The functions of CB2 receptors
CB2 receptors regulate certain organic and muscular functions.
They also play a role in the immune system. Indeed, once activated, CB2 receptors reduce inflammation.
Cannabinoids that bind exclusively to CB2 receptors are generally not psychoactive.
A molecule is called a cannabinoid when it binds and interacts with cannabinoid receptors. There are 2 types:
Exogenous or phytogenic cannabinoids come from outside the body.
There are several types of cannabinoids: THC, cannabidiol (CBD), CBN, CBG, etc. They are particularly abundant in cannabis, but many plants make them.
Endocannabinoids are produced naturally by the body.
To date, researchers have identified several. Anandamides play a key role in regulating mood and emotions. As for 2-AG, its main function would be to reduce inflammation by regulating various functions of the immune system.
Why this name?
Originally, researchers wanted to understand how the active substances in cannabis (cannabinoids) interact with the human body. They therefore named the receptors concerned “cannabinoid receptors”.
Later, they discovered that the human body naturally produces molecules very similar to exogenous cannabinoids.
They also bind to and activate the same receptors. Scientists have therefore given them the name endocannabinoids; the suffix “endo-” meaning “internal”.

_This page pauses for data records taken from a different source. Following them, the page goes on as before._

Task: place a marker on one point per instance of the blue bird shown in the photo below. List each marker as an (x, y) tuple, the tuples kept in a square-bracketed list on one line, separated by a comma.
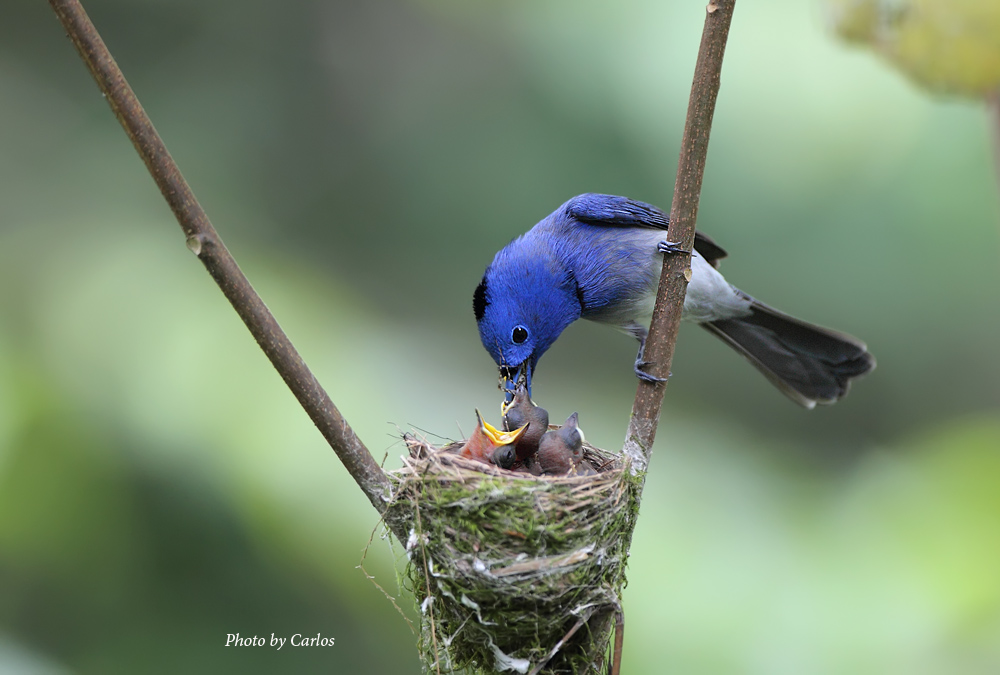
[(598, 257)]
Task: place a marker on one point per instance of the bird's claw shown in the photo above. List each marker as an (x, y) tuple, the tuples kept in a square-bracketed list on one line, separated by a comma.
[(670, 247)]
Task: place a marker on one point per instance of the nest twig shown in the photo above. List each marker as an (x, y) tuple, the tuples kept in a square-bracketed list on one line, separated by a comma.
[(513, 572)]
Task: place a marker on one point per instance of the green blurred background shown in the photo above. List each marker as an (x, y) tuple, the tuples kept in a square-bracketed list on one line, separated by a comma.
[(159, 487)]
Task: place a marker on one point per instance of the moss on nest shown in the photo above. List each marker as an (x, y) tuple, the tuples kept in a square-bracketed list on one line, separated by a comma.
[(504, 566)]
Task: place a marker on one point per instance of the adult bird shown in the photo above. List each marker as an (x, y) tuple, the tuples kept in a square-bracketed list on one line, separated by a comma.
[(599, 257)]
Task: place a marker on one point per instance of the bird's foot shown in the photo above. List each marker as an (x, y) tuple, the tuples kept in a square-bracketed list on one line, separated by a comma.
[(670, 247), (643, 375)]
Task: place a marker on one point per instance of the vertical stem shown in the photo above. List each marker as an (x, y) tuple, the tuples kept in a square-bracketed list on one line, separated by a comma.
[(683, 215), (993, 115), (205, 242)]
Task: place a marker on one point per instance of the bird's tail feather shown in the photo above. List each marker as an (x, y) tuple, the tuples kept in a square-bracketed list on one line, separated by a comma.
[(808, 363)]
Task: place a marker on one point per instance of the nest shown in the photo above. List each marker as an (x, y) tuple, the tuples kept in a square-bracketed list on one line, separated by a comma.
[(513, 572)]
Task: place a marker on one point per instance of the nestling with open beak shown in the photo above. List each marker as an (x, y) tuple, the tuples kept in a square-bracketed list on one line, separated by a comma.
[(489, 445), (522, 412), (561, 451)]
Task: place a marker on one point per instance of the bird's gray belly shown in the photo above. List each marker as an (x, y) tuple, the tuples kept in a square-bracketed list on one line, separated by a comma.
[(709, 296)]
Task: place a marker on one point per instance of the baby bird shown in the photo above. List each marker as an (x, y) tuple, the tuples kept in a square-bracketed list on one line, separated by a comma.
[(489, 445), (561, 451), (522, 412)]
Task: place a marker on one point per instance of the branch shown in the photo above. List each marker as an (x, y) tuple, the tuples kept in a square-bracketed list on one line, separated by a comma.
[(205, 242), (993, 118), (683, 214)]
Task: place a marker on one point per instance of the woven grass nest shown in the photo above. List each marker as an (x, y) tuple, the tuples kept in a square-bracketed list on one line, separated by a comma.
[(513, 572)]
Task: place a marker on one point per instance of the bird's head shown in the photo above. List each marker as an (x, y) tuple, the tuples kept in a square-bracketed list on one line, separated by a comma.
[(522, 304)]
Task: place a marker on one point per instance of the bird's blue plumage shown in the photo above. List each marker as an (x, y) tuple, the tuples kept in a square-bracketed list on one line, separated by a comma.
[(598, 257)]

The SEC therefore goes well beyond cannabis, but the original term has remained.
What is the SEC used for?
In all likelihood, the ECS participates in the body's homeostasis. It serves to maintain the balance of other systems: the nervous, immune, digestive, neuronal, hormonal systems, etc.
This undoubtedly explains the varied and multiple effects of certain cannabinoids on our health.
That said, research into the ECS is only just beginning. Discovered barely thirty years ago, it is still far from having revealed all its secrets...
Devane, WA et al., “Determination and characterization of a cannabinoid receptor in rat brain”, in Mol Pharm, 1988.
Munro S. et al., “Molecular characterization of a peripheral receptor for cannabinoids” in Nature, 1993.
Fezza, F. et al., “Endocannabinoids, related compounds and their metabolic routes” in Molecules, 2014.
Venance L. et al., “Endocannabinoids in the central nervous system” in Med Sci (Paris), 2004.